Heute der 2.Testversuch mit dem Nianmor. Bei meinem 1.Test hatte ich VH und RH mit Nianmor belegt und komme eigentlich von beidseitig T05 und war nicht so begeistert. Der Gewichtsunterschied und der völlig andere Katapult irritierten mich sehr, da es eben gleich auf beiden Seiten (VH/RH) eine andere Technik/Timing erfordert.
Deswegen habe ich den 2.Test mit Nianmor VH und Tenergy RH probiert, damit ich wenigstens eine gewohnte Seite habe. Ich habe jeweils gegen einen Abwehr-, Block/Konter- und Topspin-orientierten Spieler probiert. Gegen den Abwehrer fühlte ich mich die ersten Bälle aufgrund des höheren Katapults sehr unsicher und es gingen einige einfache TS auf US hinten drüber. Nach ein paar Bällen hatte ich das Problem zu fast 100 % im Griff und der Abwehrspieler bestätigte mir viel Spin und im Gegensatz zum Tenergy mehr Power. Durch den höheren Katapult spielt er sich etwas weicher und subjektiv etwas weniger giftig, vorallem beim "Hacken" im Kurz-Kurz und beim 1.TS auf US. Trotzdem war ich oft sehr überrascht, wieviel Rotation im Aufschlag/Rückschlag-Spiel und bei jeder Art von Topspin drin war.
Gegen den Block/ Konter- und gg.denTopspinspieler hatte ich immer genügend Spin und vorallem bei offenen Ballwechsel immer wieder die Möglichkeit durch den höheren Katapult mehr Power zu spielen, als mit dem T05. Beim T05 spiele ich in solchen Situationen mehr Top-o.

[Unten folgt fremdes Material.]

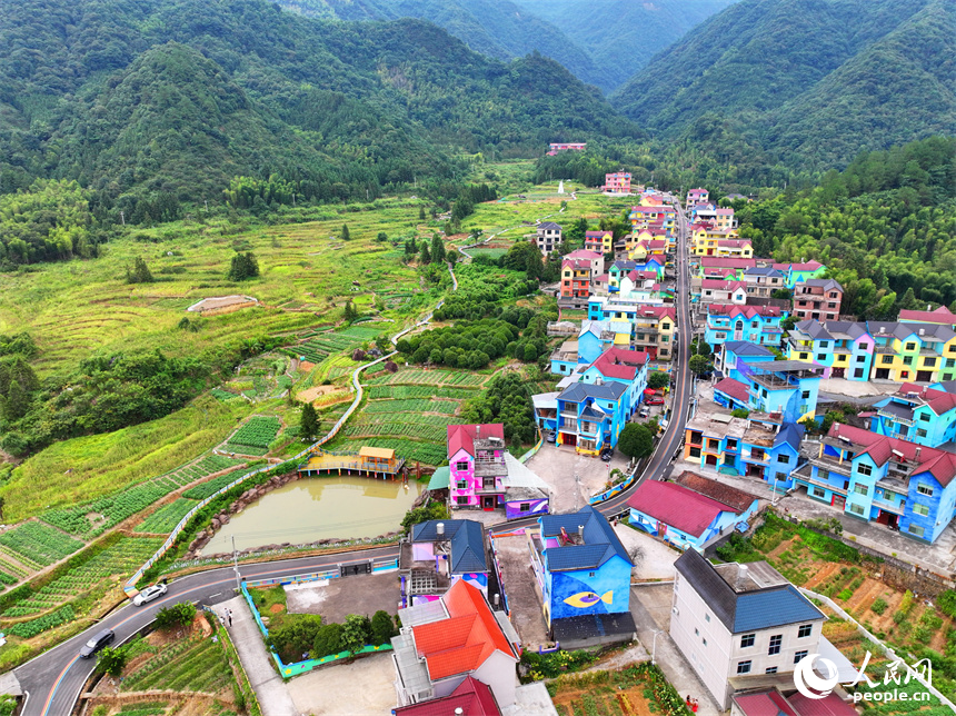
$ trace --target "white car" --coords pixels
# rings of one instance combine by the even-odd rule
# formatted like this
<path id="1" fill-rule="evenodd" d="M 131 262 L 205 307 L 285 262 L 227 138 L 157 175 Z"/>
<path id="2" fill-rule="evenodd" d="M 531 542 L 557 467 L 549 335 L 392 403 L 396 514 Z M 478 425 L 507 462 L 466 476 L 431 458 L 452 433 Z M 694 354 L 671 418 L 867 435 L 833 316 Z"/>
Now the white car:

Sidespin als mit dem Nianmor, um den Gegner zum Fehler zu zwingen. Das Plus an Power beim Nianmor hat einen ungeheuren Spaßfaktor, sodass ich automatisch mehr schnelle Bälle spielen will...schnelle Bälle kommen aber auch schnell zurück und spätestens jetzt muss ich mich mit dem Nianmor ordentlich bewegen, um dieses Temponiveau zu halten. Denn das Teil ist eben fast so hart wie der T05 und verzeiht gerade bei Bewegungsmuffeln keine Fehller.
Insgesamt muss ich meine ersten Eindrücke etwas relativieren. Der Nianmor ist wirklich ein Topbelag, mit dem sehr viel geht. Ich denke, dass sowohl der T05-Spieler als auch der ESN-Medium-Spieler mit dem Teil nach etwas Technik/Timing-Anpassung seine Freude haben wird. Ich denke auch, dass sehr Trainingsfleißige sich recht schnell umstellen können. Die zunächst von mir vermutete lange Gewöhnungszeit ist auch gar nicht so gravierend. Habe heute nach jedem Satz von Schläger 1 (von beidseitig T05) auf Schläger 2(Niamor VH/ T05 RH) und umgekehrt gewechselt und hatte die gleichen Spielergebnisse. Es waren aber Trainingsspiele, wo man sich gut kennt. Im Wettkampf - vorallem gegen fremde Gegner - sieht das schon anders aus. Einmal eben mit viel Spinvariationen und giftigen Rückschlägen (T05) und das andere Mal mit schnelleren Schlägen und zwischendurch viel Spin(Nianmor). Welches Spielsystem besser ist, muss jeder selbst entscheiden.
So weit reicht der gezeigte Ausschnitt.